FederBio, la federazione interprofessionale che rappresenta l’intero settore del biologico, assieme a Kyoto Club, l'organizzazione non profit costituita da imprese, enti, associazioni e amministrazioni locali, impegnati nel raggiungimento degli obiettivi di riduzione delle emissioni di gas-serra assunti con il Protocollo di Kyoto, hanno affrontato il tema della relazione tra agricoltura e cambiamenti climatici durante il convegno “Agricoltura biologica: la risposta globale al riscaldamento globale”, tenutosi a SANA, il Salone Internazionale del Biologico e del Naturale.

"Lavoriamo per promuovere l'agricoltura biologica come modello agricolo e alimentare per il futuro dell'agricoltura, anzitutto italiana. – ha spiegato Paolo Carnemolla, Presidente di FederBio - In un momento in cui anche il mercato sta inequivocabilmente dimostrando che i cittadini vogliono un'agricoltura senza OGM e pesticidi, capace di tutelare acqua, suolo e biodiversità è necessario attuare un grande progetto di conversione al biologico che dia risposte anche al tema della lotta ai cambiamenti climatici.
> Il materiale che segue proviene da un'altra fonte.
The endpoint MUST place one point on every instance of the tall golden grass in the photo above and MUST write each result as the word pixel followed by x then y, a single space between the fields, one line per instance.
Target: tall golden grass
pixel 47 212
L'Italia, proprio per la sua vocazione al biologico e la sua leadership in questo settore, deve guidare questo cambiamento epocale verso un modello agricolo capace di contribuire concretamente agli obiettivi fissati dalla conferenza di Parigi."

“Le relazioni tra agricoltura e cambiamenti climatici sono estremamente complesse. Da una parte l’agricoltura è una delle principali fonti di emissioni di gas-serra, tra cui anidride carbonica (CO2), metano (CH4) e protossido di azoto (N2O), alla radice dei cambiamenti climatici in atto. – ha evidenziato Lorenzo Ciccarese, ricercatore ISPRA, Istituto Superiore per la Protezione e la Ricerca Ambientale - Secondo la FAO, le emissioni agricole di produzione vegetale e animale ammontano a 5,3 miliardi di tonnellate di CO2, pari all’14,6% del totale delle emissioni legate alla combustione delle fonti fossili di energia. Anche in Italia, il comparto agricolo è un emettitore netto di gas-serra e contribuisce per circa il 7% alle emissioni totali nazionali. Tuttavia l’agricoltura, grazie all’attività fotosintetica delle piante presenti sulle colture, sui prati e sui pascoli, può avere un ruolo significativo nelle strategie di mitigazione dei cambiamenti climatici se fossero implementate quelle pratiche agricole, come una migliore gestione dei suoli, delle risaie (fonti di metano), degli animali e delle loro deiezioni, dell’irrigazione, il recupero dei suoli organici) che portano a una riduzione delle emissioni di gas-serra, alla produzione di bioenergia in sostituzione delle fonti fossili e di sequestro di carbonio nel suolo e nella biomassa.

In questo contesto l’agricoltura bio ha un ruolo rilevante: secondo il Rodale Institute l’agricoltura bio usa il 45% in meno di energia rispetto a quella convenzionale e fa un uso più efficiente dell’energia; i sistemi agricoli convenzionali producono il 40% in più di gas-serra; i suoli bio hanno una funzione di carbon sink, che è mediamente quantificabile in 0,5 tonnellate per ettaro l’anno. In questo senso l’agricoltura biologica offre agli agricoltori opzioni significative sia nelle politiche di mitigazione sia di adattamenti ai cambiamenti climatici”.

A conclusione Hans Herren, Presidente e CEO del Millennium Institute, Presidente di Biovision, vincitore del World Food Prize 1995: “I dati sulla relazione tra agricoltura biologica e riscaldamento globale ci forniscono una valida motivazione per incrementare il bio, l’agricoltura rigenerativa e l’agroecologia includendo in questa conversione sostenibile e più in generale nel dibattito sull’agricoltura biologica anche i decision makers. E’necessario che l’agricoltura del futuro e le politiche alimentari siano coerenti con le evidenze scientifiche”.